KAFKA-20332: Fix to ensure app thread not collecting records for partitions being revoked#21897
Conversation
AndrewJSchofield
left a comment
There was a problem hiding this comment.
Thanks for the PR. I'm not sure whether this is tight enough. I'm not quite the expert in this area and it's certainly better, but I'm thinking about the following:
maybeReconcilehas asynchronous actions, including committing if auto-commit is enabled.- This auto-commit can complete asynchronously relative to
maybeReconcile. - The revocation doesn't happen until the commit has completed, but it is inevitable because it will be performed in the completion lambda for the commit.
- The new flag in the AsyncPollEvent will be set as soon as
maybeReconcilereturns, but that's not quite the same as it having completed.
The key seems to be that the application thread has a stable view of the SubscriptionState which it can check in order to discard records from revoked partitions. Mightn't the SubscriptionState change a little later once the commit completes?
| * so the app thread can safely process to fetch/collect records. | ||
| */ | ||
| public boolean isReconciliationCheckComplete() { | ||
| return pendingReconciliationChecked; |
There was a problem hiding this comment.
To follow the convention you used with isValidatePositionsComplete, this ought to be isReconciliationCheckComplete.
This case is already handled because we mark the partitions as non-fetchable right before issuing the commit ( You're totally right that in if auto-commit enabled, the revocation will happen when that commit completes, outside the app thread scope, but that's fine (because the partitions were already marked as pending revocation, which is the key to ensure the app thread does not fetch/collect for them while the async operations complete). Makes sense? |
AndrewJSchofield
left a comment
There was a problem hiding this comment.
Thanks for the PR. Looks good to me.
| } | ||
|
|
||
| /** | ||
| * |
There was a problem hiding this comment.
Super nitpicky: extra line.
| if (inflightPoll != null && !inflightPoll.isReconciliationCheckComplete()) { | ||
| return Fetch.empty(); | ||
| } |
There was a problem hiding this comment.
My main concern is if this affect the CPU performance 🤔
When reconciliation hasn't occurred and this method returns an empty Fetch, the calling code will "fall through" to block on the FetchBuffer. Having the application thread block for the background thread to produce data really hurts the CPU load metrics.

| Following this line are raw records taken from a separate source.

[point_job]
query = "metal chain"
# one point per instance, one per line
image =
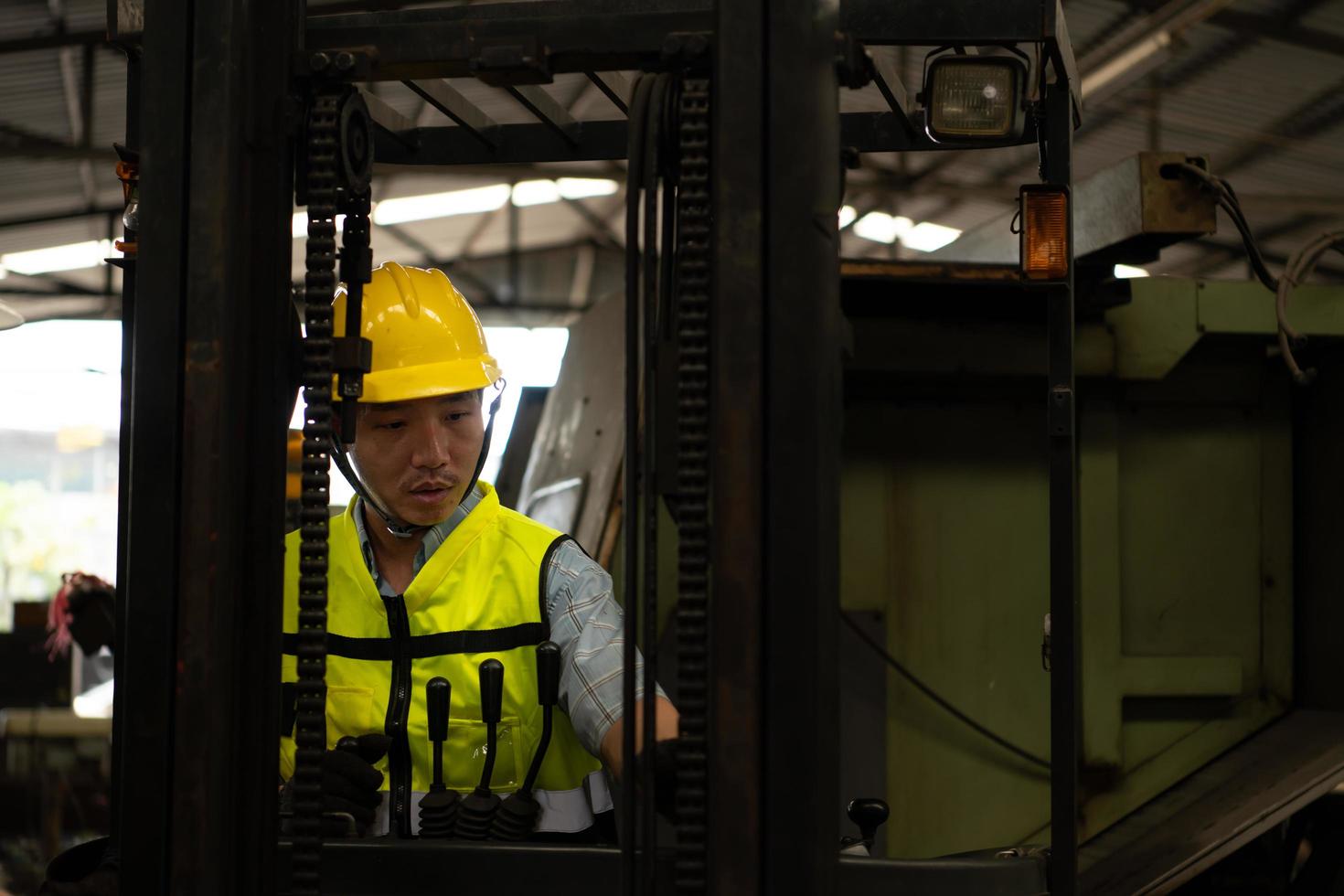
(692, 458)
(315, 497)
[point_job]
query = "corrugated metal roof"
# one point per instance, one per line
(1237, 91)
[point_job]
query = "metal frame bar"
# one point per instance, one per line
(869, 132)
(548, 111)
(774, 343)
(195, 804)
(443, 97)
(1064, 666)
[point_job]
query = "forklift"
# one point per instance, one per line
(734, 317)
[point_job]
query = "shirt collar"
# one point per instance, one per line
(434, 536)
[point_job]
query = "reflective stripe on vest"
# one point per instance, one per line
(481, 594)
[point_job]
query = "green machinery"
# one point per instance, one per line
(1201, 469)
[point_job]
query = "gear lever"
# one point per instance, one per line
(438, 807)
(517, 813)
(869, 813)
(477, 809)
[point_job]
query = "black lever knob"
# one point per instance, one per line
(492, 690)
(867, 813)
(438, 693)
(548, 673)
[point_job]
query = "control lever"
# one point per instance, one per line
(517, 816)
(477, 809)
(869, 813)
(438, 807)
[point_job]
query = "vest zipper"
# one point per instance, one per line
(398, 712)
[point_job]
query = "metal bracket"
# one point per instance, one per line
(1061, 411)
(504, 65)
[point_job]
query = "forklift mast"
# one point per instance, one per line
(734, 140)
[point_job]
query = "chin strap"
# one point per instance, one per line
(398, 528)
(485, 443)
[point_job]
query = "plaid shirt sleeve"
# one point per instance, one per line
(588, 624)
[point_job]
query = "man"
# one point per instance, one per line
(429, 577)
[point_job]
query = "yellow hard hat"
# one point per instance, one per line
(426, 338)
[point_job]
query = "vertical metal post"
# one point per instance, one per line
(149, 549)
(128, 352)
(205, 518)
(737, 438)
(803, 452)
(1064, 707)
(775, 349)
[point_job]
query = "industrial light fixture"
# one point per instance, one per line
(1044, 232)
(535, 192)
(57, 258)
(975, 101)
(928, 237)
(8, 317)
(585, 187)
(882, 228)
(457, 202)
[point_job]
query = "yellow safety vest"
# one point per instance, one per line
(481, 594)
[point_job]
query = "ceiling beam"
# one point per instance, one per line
(54, 40)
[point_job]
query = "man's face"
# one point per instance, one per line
(417, 457)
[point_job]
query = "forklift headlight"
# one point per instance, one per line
(1044, 232)
(975, 100)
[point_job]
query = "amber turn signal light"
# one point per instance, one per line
(1044, 232)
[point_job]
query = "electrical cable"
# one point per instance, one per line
(929, 692)
(1298, 266)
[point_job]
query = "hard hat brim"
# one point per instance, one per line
(428, 380)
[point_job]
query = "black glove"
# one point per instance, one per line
(349, 781)
(664, 775)
(88, 869)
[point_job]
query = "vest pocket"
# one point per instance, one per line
(349, 710)
(464, 753)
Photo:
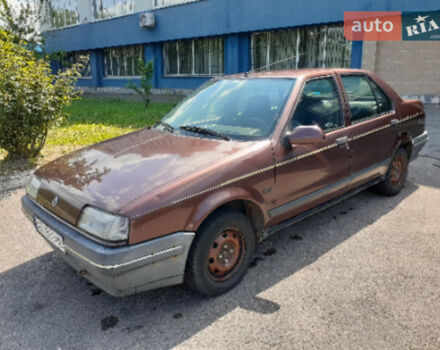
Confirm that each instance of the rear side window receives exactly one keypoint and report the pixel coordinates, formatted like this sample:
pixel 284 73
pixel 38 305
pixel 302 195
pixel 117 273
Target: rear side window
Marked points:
pixel 319 105
pixel 365 98
pixel 383 101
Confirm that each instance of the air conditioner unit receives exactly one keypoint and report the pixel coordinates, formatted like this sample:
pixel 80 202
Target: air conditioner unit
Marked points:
pixel 147 20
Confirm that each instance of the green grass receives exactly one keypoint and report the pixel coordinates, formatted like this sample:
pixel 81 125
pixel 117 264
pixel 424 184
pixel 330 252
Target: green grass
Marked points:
pixel 94 120
pixel 90 121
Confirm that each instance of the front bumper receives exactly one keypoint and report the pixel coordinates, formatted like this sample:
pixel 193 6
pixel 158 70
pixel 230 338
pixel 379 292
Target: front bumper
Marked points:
pixel 418 143
pixel 118 271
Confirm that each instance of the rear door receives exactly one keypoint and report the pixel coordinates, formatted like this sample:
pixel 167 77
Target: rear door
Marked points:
pixel 308 175
pixel 372 127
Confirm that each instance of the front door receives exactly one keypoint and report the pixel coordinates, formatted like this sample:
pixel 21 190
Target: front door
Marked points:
pixel 308 175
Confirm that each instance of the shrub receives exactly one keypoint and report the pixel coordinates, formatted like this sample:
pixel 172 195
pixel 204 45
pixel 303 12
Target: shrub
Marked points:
pixel 32 99
pixel 146 71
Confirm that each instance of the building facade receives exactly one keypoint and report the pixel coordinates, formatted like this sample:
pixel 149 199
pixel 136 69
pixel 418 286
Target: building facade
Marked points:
pixel 191 41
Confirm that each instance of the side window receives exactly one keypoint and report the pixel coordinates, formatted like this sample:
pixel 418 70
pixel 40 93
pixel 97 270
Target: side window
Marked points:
pixel 383 101
pixel 366 99
pixel 319 105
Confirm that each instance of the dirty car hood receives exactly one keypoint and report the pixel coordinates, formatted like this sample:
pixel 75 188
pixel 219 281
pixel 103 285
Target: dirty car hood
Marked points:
pixel 113 173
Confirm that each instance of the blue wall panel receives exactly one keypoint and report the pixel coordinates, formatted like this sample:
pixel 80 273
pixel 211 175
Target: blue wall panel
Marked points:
pixel 233 19
pixel 218 17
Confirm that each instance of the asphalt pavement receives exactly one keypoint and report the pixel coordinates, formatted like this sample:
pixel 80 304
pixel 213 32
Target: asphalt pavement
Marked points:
pixel 364 274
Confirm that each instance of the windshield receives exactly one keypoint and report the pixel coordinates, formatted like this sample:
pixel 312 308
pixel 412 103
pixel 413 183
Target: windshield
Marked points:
pixel 242 109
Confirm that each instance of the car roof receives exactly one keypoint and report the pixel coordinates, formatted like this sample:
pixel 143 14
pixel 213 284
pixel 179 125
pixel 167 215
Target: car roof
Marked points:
pixel 295 73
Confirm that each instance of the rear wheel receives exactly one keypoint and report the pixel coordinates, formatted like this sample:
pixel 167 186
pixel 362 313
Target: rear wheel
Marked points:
pixel 221 253
pixel 396 175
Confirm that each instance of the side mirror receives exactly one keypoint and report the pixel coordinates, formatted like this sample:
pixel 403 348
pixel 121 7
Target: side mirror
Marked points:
pixel 305 135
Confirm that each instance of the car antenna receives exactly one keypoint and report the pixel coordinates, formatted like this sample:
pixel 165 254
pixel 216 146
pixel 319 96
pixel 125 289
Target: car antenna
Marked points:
pixel 246 74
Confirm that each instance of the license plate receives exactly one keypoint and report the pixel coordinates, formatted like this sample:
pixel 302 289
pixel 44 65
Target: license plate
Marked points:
pixel 49 234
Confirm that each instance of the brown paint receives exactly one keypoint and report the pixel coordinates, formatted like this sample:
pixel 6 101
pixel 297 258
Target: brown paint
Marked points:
pixel 167 183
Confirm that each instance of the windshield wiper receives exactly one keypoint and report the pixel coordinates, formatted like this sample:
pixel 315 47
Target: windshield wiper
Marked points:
pixel 204 131
pixel 165 125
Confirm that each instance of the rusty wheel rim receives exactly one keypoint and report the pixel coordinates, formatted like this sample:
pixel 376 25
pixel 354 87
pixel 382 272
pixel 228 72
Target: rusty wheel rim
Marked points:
pixel 226 254
pixel 397 168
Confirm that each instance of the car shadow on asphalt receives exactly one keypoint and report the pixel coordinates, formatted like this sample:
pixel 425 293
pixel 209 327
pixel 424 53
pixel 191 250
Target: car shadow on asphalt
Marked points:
pixel 44 304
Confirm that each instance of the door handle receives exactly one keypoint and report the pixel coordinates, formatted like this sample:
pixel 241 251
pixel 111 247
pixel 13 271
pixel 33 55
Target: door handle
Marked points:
pixel 343 142
pixel 394 122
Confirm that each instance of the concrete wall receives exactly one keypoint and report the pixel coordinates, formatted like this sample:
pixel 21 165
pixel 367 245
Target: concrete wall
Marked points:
pixel 410 67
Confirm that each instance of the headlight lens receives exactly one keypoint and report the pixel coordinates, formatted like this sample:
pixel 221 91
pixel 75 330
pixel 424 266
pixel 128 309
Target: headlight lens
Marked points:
pixel 104 225
pixel 32 187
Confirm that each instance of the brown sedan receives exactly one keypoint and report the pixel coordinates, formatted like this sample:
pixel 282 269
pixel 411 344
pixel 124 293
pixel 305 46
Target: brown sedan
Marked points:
pixel 243 157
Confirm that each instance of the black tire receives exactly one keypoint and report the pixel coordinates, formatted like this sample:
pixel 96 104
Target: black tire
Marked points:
pixel 396 175
pixel 221 253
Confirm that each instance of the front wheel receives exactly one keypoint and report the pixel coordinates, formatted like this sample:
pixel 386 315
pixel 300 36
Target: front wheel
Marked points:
pixel 221 253
pixel 396 175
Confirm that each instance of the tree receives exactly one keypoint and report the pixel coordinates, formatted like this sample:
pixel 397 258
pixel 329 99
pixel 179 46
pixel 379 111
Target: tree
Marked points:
pixel 32 99
pixel 146 71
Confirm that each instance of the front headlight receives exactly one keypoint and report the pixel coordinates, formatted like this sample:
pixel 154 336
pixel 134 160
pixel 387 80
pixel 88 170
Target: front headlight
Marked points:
pixel 104 225
pixel 32 187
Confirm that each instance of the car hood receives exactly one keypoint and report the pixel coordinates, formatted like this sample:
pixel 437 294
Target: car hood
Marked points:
pixel 111 174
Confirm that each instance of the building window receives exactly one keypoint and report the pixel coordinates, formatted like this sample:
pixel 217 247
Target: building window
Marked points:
pixel 194 57
pixel 82 57
pixel 122 61
pixel 306 47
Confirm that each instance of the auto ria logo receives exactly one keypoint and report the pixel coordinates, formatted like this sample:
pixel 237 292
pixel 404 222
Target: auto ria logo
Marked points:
pixel 391 25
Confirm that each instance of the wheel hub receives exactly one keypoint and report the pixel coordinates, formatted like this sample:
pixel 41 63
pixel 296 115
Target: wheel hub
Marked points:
pixel 225 253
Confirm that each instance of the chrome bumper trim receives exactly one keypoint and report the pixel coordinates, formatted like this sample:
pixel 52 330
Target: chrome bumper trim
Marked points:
pixel 123 270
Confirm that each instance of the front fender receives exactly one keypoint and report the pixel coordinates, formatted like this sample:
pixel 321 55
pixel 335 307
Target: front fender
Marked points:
pixel 220 198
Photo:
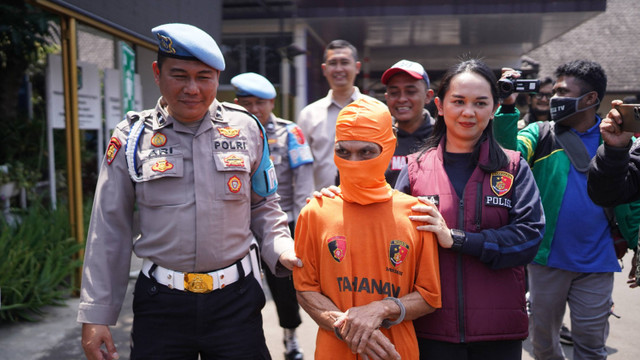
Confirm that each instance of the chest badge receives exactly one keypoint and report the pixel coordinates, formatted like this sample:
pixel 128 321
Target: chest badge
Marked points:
pixel 337 247
pixel 229 132
pixel 501 182
pixel 158 140
pixel 234 184
pixel 233 160
pixel 112 149
pixel 398 251
pixel 162 166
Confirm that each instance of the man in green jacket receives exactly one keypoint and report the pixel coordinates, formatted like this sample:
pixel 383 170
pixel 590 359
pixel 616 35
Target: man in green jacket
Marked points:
pixel 576 259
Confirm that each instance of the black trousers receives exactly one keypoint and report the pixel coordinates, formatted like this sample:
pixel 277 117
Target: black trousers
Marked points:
pixel 174 324
pixel 482 350
pixel 284 296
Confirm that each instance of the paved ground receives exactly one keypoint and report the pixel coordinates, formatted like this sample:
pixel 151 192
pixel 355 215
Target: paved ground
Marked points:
pixel 57 335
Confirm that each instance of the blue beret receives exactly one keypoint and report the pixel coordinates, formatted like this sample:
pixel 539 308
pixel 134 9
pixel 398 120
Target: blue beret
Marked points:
pixel 252 84
pixel 187 41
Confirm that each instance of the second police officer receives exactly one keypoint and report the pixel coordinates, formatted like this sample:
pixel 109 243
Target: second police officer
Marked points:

But in the end, correctness wins. It would be ideal if we could see if this change increases CPU load, and if so, by how much.
There was a problem hiding this comment.
Good call out about the empty leading to blocking on buffer data. Made me realize that even though we have to wait (for correctness), all we do is really to wait for the background to do the reconciliation check. Made the improvement, let me know your thoughts, thanks!
There was a problem hiding this comment.
It's not necessarily the length of time we wait, it's that we enter a waiting state at all. Even if the waiting time was literally 0 ns, the overhead of the thread scheduling is what matters. So blocking on the reconciliation check is still going to incur the thread scheduler's wrath 😄
That said, I'm definitely in the correctness before performance camp, so let's go ahead and merge this to resolve the core bug. It won't tank CPU load, but it might be a small step backward in those efforts.
There was a problem hiding this comment.
yeah, agree, the good thing is that here we only wait if !inflightPoll.isReconciliationCheckComplete() and that check should be done most of the time I expect (background only needs to check/set some vars to mark this done)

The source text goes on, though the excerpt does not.